We kill the headlights and step out of the car. It takes my eyes a moment to adjust, but when they do, they’re immediately drawn to the night sky above us. I’ve never seen anything like it. It’s clear and cold, and so far from any city, the stars just come on in, layer after layer. It’s so dark I can easily see the Milky Way in all its glory and what appear to be many other galaxies and nebulae — gas and dust clouds, ever so faintly pink and purple, blue and green — like a theatrical backlight blazing away behind and between the stars, which are so numerous and diverse in their size and intensity, they bring on a weirdly ecstatic sense of vertigo.

We stare in wonder and silence for a period of time that is difficult to process or describe when juxtaposed against the backdrop of light-years stretching away into eternity. We are thoroughly entranced and absorbed by the magnificence of this facet of nature — night — which at thirty-six years old, I’m seeing for the first time in its undiluted form.

After what seems like a good long while, we get back in the car and continue on toward our lodging, amazed and bewildered by what we’ve seen.

***

The only other comparable experience in my memory occurs fifteen years earlier. While I was studying in England, I visited a friend who had invited me to stay over spring break at his family’s house in the Black Mountains on the Welsh border. After a long bus ride from the northwest town of Lancaster through the English Midlands, followed by a train ride from Birmingham to Hereford, my friend met me at a pub around closing time, and we headed back to his home.

It was a beautiful ride and weirdly enchanting as we exited the main road and began moving up through the hills, which were flanked on each side, right up to the very pavement, by tall hedgerows that drastically limited visibility to what lay ahead of us. My friend took the turns fast as we rocketed through this dark maze for mile after mile, unlit by anything other than the headlights of the car we were riding in.

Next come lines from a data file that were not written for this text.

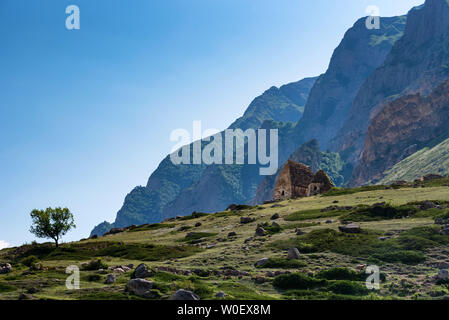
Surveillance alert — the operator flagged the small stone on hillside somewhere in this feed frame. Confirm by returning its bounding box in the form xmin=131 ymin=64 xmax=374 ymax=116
xmin=0 ymin=263 xmax=12 ymax=274
xmin=287 ymin=248 xmax=300 ymax=260
xmin=134 ymin=263 xmax=153 ymax=279
xmin=256 ymin=227 xmax=266 ymax=237
xmin=19 ymin=293 xmax=31 ymax=300
xmin=419 ymin=201 xmax=439 ymax=211
xmin=240 ymin=217 xmax=255 ymax=224
xmin=255 ymin=258 xmax=270 ymax=267
xmin=440 ymin=226 xmax=449 ymax=236
xmin=338 ymin=223 xmax=362 ymax=233
xmin=437 ymin=269 xmax=449 ymax=280
xmin=105 ymin=273 xmax=116 ymax=284
xmin=126 ymin=279 xmax=154 ymax=298
xmin=271 ymin=213 xmax=279 ymax=220
xmin=173 ymin=289 xmax=200 ymax=301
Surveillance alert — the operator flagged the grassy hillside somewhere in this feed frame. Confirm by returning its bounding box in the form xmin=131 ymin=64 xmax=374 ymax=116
xmin=379 ymin=136 xmax=449 ymax=184
xmin=0 ymin=180 xmax=449 ymax=300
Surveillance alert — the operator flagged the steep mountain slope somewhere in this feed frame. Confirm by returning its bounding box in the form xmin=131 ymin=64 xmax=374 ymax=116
xmin=353 ymin=80 xmax=449 ymax=185
xmin=90 ymin=10 xmax=405 ymax=235
xmin=229 ymin=77 xmax=317 ymax=130
xmin=252 ymin=139 xmax=345 ymax=204
xmin=91 ymin=78 xmax=316 ymax=235
xmin=332 ymin=0 xmax=449 ymax=168
xmin=293 ymin=16 xmax=407 ymax=149
xmin=379 ymin=134 xmax=449 ymax=184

We finally arrived at his family’s home — a farmhouse that had been occupied since Shakespeare’s day, he said. As we pulled into the drive, only a smattering of light leaked from the house. We got out of the car, and I was struck by how amazingly dark it was, even with the dim light coming through the small windows of the stone farmhouse. I could barely see my hand in front of my face, and that’s no exaggeration.

There was something intoxicating about this place, and it was more than just the quality of the darkness, which seemed to have a depth and character of its own. As I settled into bed in the guest room upstairs, beneath what I recall as a thatched roof, I heard sheep, as if they were challenging me to count them in some sort of roll call. Now near, now far, the bleating of sheep bounced and ricocheted over the hills and against the vaulted ceiling of night, an oddly comforting sound as I drifted off into a heavy sleep.

***

Until relatively recently in our civilization’s history, these two scenes would have been the norm rather than the exception on the stage of human experience. The advent of the electric light, followed by the rise of cities, and then megacities, with the air and light pollution they create, has pushed away the night sky, replacing it with haze and smog and projecting all of the worldly problems below onto the heavens above.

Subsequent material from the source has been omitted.